Adapun penyaluran Dana BOP Kesetaraan Tahun 2025 adalah
sebesar Rp6.176.000.000,-00 yang disalurkan melalui dua tahap
Mekanisme pertanggungjawaban atas penyaluran Dana BOP
Kesetaraan tersebut adalah setiap penggunaan Dana BOP
Kesetaraan oleh Satuan Pendidikan dicatat secara lengkap dan
disertai dengan bukti-bukti pendukung, termasuk dokumentasi
pelaksanaan pengadaan barang/jasa sesuai dengan ketentuan
peraturan perundang-undangan mengenai pengadaan
barang/jasa oleh Satuan Pendidikan.
Maka kami dari Forum Redaksi (FORED) Yang beralamat di
gunkung sugih Kabupaten Lampung Tengah meminta pihak
Korporinda lampung tengah melakukan Pemeriksaan terhadap
28 Lembaga Pendidikan Kegiatan Belajar Masyarakat (PKBM)
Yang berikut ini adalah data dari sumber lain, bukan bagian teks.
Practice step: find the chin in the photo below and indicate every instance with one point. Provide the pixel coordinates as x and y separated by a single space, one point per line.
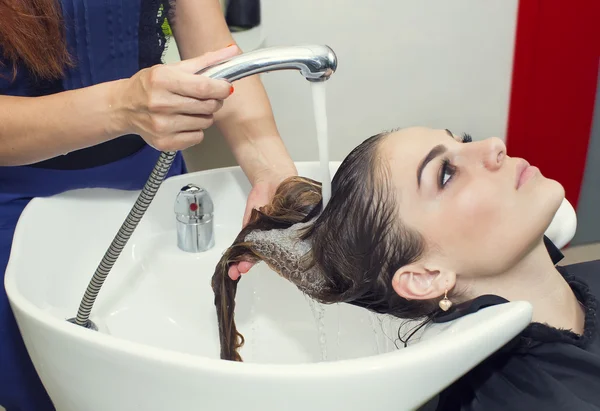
551 195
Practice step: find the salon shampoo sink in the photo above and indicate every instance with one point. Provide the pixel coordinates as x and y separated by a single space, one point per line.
157 344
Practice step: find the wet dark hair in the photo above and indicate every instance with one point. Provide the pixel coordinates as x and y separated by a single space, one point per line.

Selaku Pengelolaan Bantuan Operasional Penyelenggaraan
Pendidikan Kesetaraan (BOP Kesetaraan) diketahui terdapat
permasalahan atas pertanggungjawaban Dana BOP Kesetaraan
pada Lembaga-Lembaga PKBM tidak sesuai dengan kondisi
sebenarnya, atas indikasi yang melakukan Mark’up jumlah
peserta ujian/ siswa belajar Lembaga PKBM di Kabupaten
Lampung Tengah harus mengembalikan kelebihan anggaran
tersebut ke Kas Daerah dan mempertanggung jawabkan
perbuatannya di muka hukum.
Dan Tim inveatigasi Forum Redaksi (FORED) menyatakan Kepala
Bidang (Kabid) Pembinaan PAUD dan Pendidikan Nonformal
(PNF) Dinas Pendidikan dan Kebudayaan Kabupaten Lampung
Tengah DWI ZUNIARTI SANJAYA,S.Sos., M.M. Selaku Penanggung
Jawab Anggaran (PA) Laporan penyaluran dana Bantuan Operasional
Pendidikan (BOP) dengan jumlah sekolah Nonfformal/Kesetaraan
penerima dana BOP tahun anggaran 2025 sebesar Rp.6.176.000.000,-00
dan jumlah tersebut tidak sesuai dengan Surat Salinan Lampiran
IV Keputusan Menteri Pendidikan Dasar dan Mengah Republik
Indonesia Nomor 8/P/2024 tentang satuan biaya, Penerima
dana , dan besaran Alokasi dana bantuan operasional
penyelenggaraan pendidikan Anak Usia Dini Regulee, Dana
Bantuan Operasional Penyelenggaraan pendidikan Kesetaraan
Reguler, Tahun Anggaran 2025 kabupaten lampung tengah
adalah Sebesar Rp.5.951.000.000,-00 dengan rincian jumlah
siswa paket A = 230/siswa, Paket B = 924/siswa, Paket C =2370/siswa.